International law firm Hogan Lovells partner and mining head Warren Beech explains that a Section 54 instruction, which requires the closure of a mine in its entirety or a particular mine workplace, can be issued by the Mine Health and Safety Inspectorate (MHSI) under situations that would lead a reasonable person to deem the health and safety of any person at the mine to be compromised.

However, he notes that mining companies have criticised the lack of clarity relating to the circumstances under which a Section 54 instruction can be issued and whether the instruction must be applied to an entire mine or only part of a mine, arguing that applying stoppages across an operation results in crippling and uncalled-for production losses.

Further criticism is levelled at MHSI inspectors for failing to apply alternative sections of the MHSA, particularly Section 55, which does not require a mine to close, but rather that the corrective measures stipulated by an inspector following an inspection be implemented.

Last month, the Labour Court set aside a Section 54 mine stoppage order at gold miner AngloGold Ashanti’s Kopanang mine, in the North West, with judge André van Niekerk stating that the MHSI acted “outside of the bounds of rationality” in enforcing a stoppage of the entire mine.

The stoppage was issued based on the inspection of Level 44 of Section 12 at the mine, which employs only about 2% of the 4 000-plus employees at the mine.

The Chamber of Mines welcomed the judgment last month, saying that it “provides greater clarity, which will be useful to industry and the inspectorate”.

“We believe that the Labour Court has, in this case, clarified the limits on the powers of the inspectorate,” the chamber added, pointing out that this gave credence to the industry’s attempts to engage with the Department of Mineral Resources (DMR) “to avoid unjustified stoppages that are responsible for compounding industry losses in already trying financial times”.

Beech explains that a series of six instructions were issued in terms of Section 54 at Kopanang, following an October inspection of Level 44.

“The first two instructions prohibited the use of explosives at the entire mine and all underground tramming operations. The effect was that the entire mine was closed from October 17 at a significant loss.”

Following unsuccessful appeals by AngloGold Ashanti to have the instruction amended or overturned by the regional principal inspector of mines and DMR acting mines chief inspector Xolile Mbonambi, the matter was taken to the Labour Court.

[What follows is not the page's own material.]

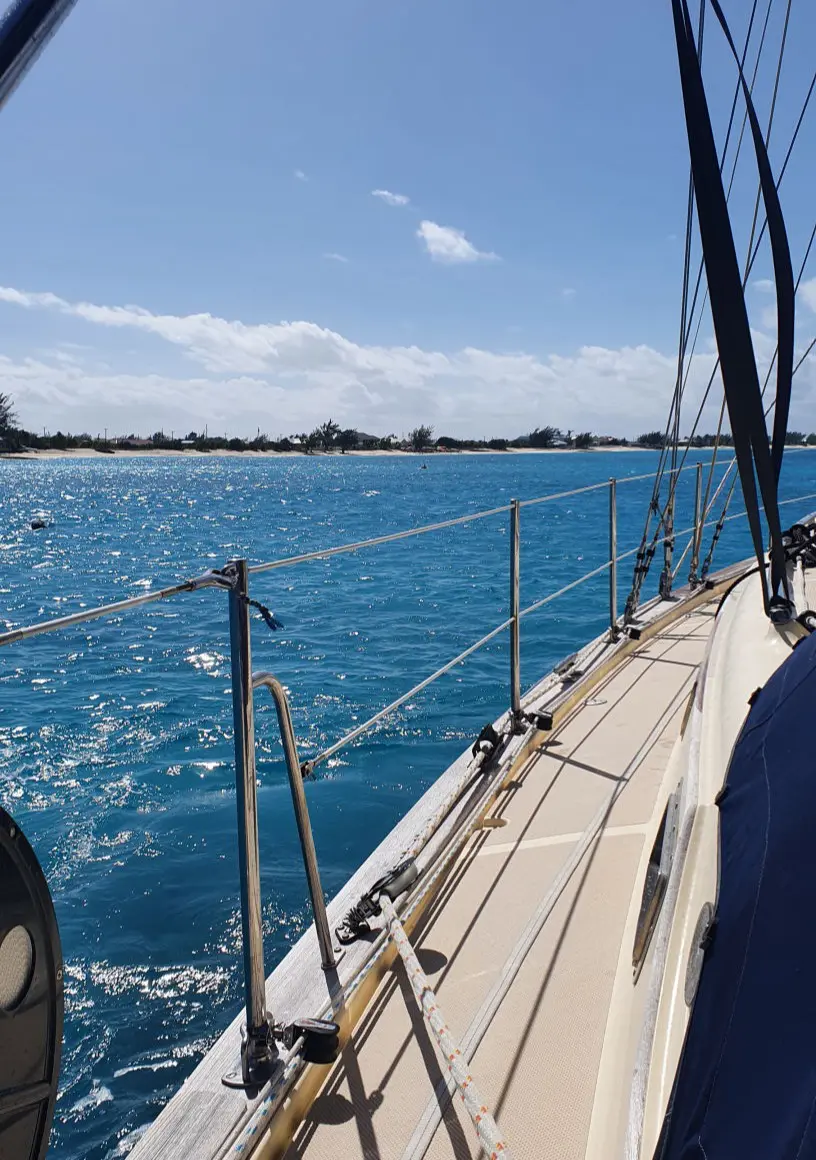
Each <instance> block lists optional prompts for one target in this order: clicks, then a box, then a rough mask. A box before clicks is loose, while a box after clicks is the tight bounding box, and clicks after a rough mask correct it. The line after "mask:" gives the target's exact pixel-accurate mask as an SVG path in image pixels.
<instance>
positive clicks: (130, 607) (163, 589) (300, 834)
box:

The instruction was overturned by the court, as it found that the Level 44 workplace only employed a small percentage of the overall workforce employed at the mine. Further, the court found that conditions on Level 44 were not automatically representative of the entire mine and no specific circumstances existed on Level 44 that rendered the whole mine unsafe, or constituted circumstances under which the relevant inspector could reasonably issue instructions for the entire mine.

“It is hoped that the AngloGold Ashanti judgment will be regarded as useful guidance to all stakeholders in the industry going forward,” Beech concludes.